Saphan Mon Bridge, April 2015. Although there are plenty of fascinating sights peppered around Sangkhlaburi, nothing can compete with the majestic form of Saphan Mon Bridge, the world’s longest handmade bridge at four hundred meters. I must have spent a solid hour on it, stopping here and there to enjoy the views and discreetly photograph the locals. Three quarters of the way down I came across some children daring each other to jump into the water. It was a hell of a plunge; and a challenge I’m sure I wouldn’t have accepted!
Saphan Mon Bridge, April 2015. A couple of days into my Sangkhlaburi stay and I woke up one morning to see the bridge buzzing with activity! Rushing over from my guesthouse, I discovered a large gathering of excited locals celebrating the 60th birthday of Princess Maha Chakri Sirindhorn. Waving Thai flags and dressed in uniform purple (the princess was born on a Saturday and purple is apparently the official color of Saturday!), the atmosphere was so joyous it was infectious! With local soldiers holding up an official portrait of the beloved princess, there was marching, singing, drumming and a rambling speech by a crusty old dignitary. Despite the fact that I barely understood half of what was going on, it was a special experience and one that will stay with me.
Wat Wang Wiwekaram Chedi, April 2015. Another unforgettable experience came with a private boat cruise around the area. The bony old captain I went with spoke not a word of English, so everything was arranged through his savvy grandson, who proved to be quite the negotiator. Setting off just after dawn, the lake was so indescribably atmospheric and beautiful the whole thing felt positively dreamlike. Bobbing along the misty dark green water, we passed the astonishing sight of a sunken temple, while in the distance sat the glimmering form Wat Wang Wiwekaram Chedi. Later on I managed to go and visit this corncob structure, which turned out to be part of Sangkhlaburi’s most important temple complex.

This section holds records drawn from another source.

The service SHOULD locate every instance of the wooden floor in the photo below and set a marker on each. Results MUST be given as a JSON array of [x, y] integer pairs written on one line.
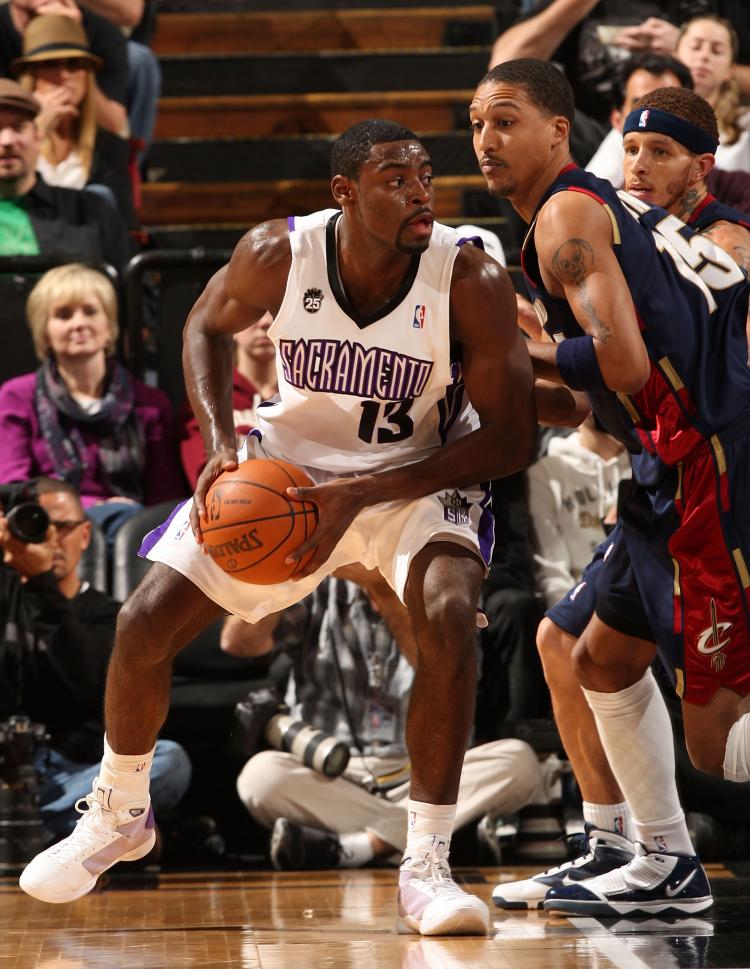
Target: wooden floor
[[332, 920]]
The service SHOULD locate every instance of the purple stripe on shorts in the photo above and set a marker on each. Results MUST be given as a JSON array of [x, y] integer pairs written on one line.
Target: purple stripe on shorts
[[486, 530], [153, 536]]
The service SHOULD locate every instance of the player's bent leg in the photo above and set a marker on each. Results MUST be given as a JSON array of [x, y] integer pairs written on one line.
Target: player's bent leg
[[117, 823], [441, 594], [717, 735]]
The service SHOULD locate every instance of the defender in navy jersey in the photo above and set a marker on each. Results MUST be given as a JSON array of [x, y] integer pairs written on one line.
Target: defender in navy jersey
[[660, 170], [404, 382], [652, 321]]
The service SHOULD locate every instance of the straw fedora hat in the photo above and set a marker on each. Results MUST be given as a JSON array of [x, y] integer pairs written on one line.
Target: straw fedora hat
[[53, 37]]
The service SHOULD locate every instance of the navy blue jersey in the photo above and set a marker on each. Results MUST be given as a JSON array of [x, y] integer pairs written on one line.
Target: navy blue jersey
[[711, 210], [691, 302]]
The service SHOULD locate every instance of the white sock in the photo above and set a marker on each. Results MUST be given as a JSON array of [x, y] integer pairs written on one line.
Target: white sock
[[356, 849], [636, 734], [737, 755], [128, 773], [610, 817], [428, 820]]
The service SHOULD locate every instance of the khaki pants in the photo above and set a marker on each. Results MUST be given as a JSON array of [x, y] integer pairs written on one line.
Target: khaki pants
[[498, 778]]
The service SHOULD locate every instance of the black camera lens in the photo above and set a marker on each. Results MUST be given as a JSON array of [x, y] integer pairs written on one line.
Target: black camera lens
[[28, 522]]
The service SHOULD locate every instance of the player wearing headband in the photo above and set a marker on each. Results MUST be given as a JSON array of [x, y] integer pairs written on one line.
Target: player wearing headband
[[681, 550]]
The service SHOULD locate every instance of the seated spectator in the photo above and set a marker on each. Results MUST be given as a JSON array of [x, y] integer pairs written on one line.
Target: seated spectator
[[253, 381], [106, 42], [572, 500], [136, 19], [636, 76], [708, 46], [361, 815], [70, 627], [58, 68], [36, 218], [587, 38], [81, 416]]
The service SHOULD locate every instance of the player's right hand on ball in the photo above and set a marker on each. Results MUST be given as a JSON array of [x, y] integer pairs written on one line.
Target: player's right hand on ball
[[222, 460]]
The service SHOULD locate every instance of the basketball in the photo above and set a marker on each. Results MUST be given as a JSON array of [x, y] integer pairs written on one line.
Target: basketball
[[252, 525]]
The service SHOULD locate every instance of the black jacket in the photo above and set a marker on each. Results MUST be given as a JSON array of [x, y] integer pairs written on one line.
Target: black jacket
[[54, 669]]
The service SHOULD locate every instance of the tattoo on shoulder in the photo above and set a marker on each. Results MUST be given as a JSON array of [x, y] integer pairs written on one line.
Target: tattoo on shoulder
[[573, 260], [741, 255]]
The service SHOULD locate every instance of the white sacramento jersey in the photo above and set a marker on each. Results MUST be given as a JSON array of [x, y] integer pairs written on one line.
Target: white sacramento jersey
[[363, 393]]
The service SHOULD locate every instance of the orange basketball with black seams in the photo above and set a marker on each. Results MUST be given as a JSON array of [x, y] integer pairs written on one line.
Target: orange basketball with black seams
[[252, 525]]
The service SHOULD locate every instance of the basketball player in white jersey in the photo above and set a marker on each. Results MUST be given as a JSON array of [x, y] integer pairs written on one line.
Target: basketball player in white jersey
[[384, 331]]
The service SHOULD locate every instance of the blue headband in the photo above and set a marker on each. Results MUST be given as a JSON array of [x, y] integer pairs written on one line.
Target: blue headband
[[690, 135]]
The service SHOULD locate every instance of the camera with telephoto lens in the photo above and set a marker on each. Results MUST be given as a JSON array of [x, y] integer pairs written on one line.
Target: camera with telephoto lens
[[22, 833], [27, 520], [263, 714]]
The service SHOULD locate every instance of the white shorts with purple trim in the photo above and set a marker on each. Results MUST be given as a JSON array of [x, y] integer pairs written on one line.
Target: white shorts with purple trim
[[386, 536]]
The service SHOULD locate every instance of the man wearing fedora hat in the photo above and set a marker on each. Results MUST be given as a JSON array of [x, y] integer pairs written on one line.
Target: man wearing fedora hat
[[58, 68], [36, 218], [106, 43]]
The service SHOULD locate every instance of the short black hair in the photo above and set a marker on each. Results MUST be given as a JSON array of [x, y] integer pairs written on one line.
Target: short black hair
[[546, 85], [352, 149], [683, 104], [656, 64]]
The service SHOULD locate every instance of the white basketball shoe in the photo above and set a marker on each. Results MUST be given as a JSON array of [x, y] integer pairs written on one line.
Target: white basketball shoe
[[110, 829], [430, 902]]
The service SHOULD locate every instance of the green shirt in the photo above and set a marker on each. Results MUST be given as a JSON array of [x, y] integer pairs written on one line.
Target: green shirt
[[17, 236]]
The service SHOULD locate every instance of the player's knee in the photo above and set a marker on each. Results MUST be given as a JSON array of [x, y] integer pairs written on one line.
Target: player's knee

Wat Sam Prasop Temple, April 2015. The captain made a couple of stops along the route, which allowed me to jump off and explore some ruined temples. This one, with its crumbling stone archway and hulking Buddha shrine, was probably the pick of the bunch. The temple sits at the side of some open farmland and indeed Mr. Farmer himself was out digging while a young girl, presumably his daughter, walked up and down the allotment picking vegetables and throwing them into a wooden bucket. Watching them both go about their chores, it really was impossible to feel any further away from home.